そういったものが一体なんなのか、よくわからないまま生きている。
居間のテーブルに置かれたご飯代を眺めながら、頭をテーブルに載せながらスマホをいじる。
きっとわたしは恵まれている。
……頭が痛い。眠いな。
このスマホの中でなら、誰かに愛してもらえるのではないかという期待は早々に無くなっていた。
当たり前だ、わたしはただの学生。もう少し詳しく話していくとすれば、好きな歌手がいて、その人の歌を聞くことが好きで、そのために生きている。

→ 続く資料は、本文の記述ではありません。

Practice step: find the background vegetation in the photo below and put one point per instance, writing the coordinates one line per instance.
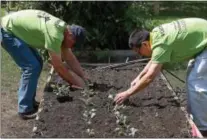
(109, 24)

ただそれだけでは誰かが気にかけてくれるわけではなかった。
けれど、わたしから求めることは、もう、疲れてしまっていた。
だから、今度の機会には期待してしまいそうになるが、期待なんてするなとという言葉もここにある。
相反する言葉はまた頭を痛くする。
***
<side 俺>
好きで 好きで 愛してるって
言ってもらえたら良いのかな
ガンガンに音楽が流れ、歌詞が部屋中の壁にぶち当たって震えさせては消えていく。
そう、単的に言うとうるさいのだ。
「好きなの?それ」
音楽に張り合うように声を出した。
「ん。……特にこの曲好き」
いつも口をへの字にしてばかりの口の端がほんのわずかに挙がっている。いつも何もうつしていないような目が、きらきらと輝いている。
俺が黙っていると、まだ話したりなかったという雰囲気で続きを話し出す。
「この歌詞が好き。わたしの言いたいこと、全部言葉にしてくれているから、好き」
すきなものを知ってもらえたら嬉しいし、自分のすきなものを好きと言ってもらえたら嬉しいから話した。
歌が愛してくれるわけではない。
でも歌に愛されている、存在を許されている気持ちになることは問題ないはず。
という考えらしい。
俺は彼女の考えを肯定も否定もせず、またその歌を聴くことにした。
ただやっぱりうるさいなと思った。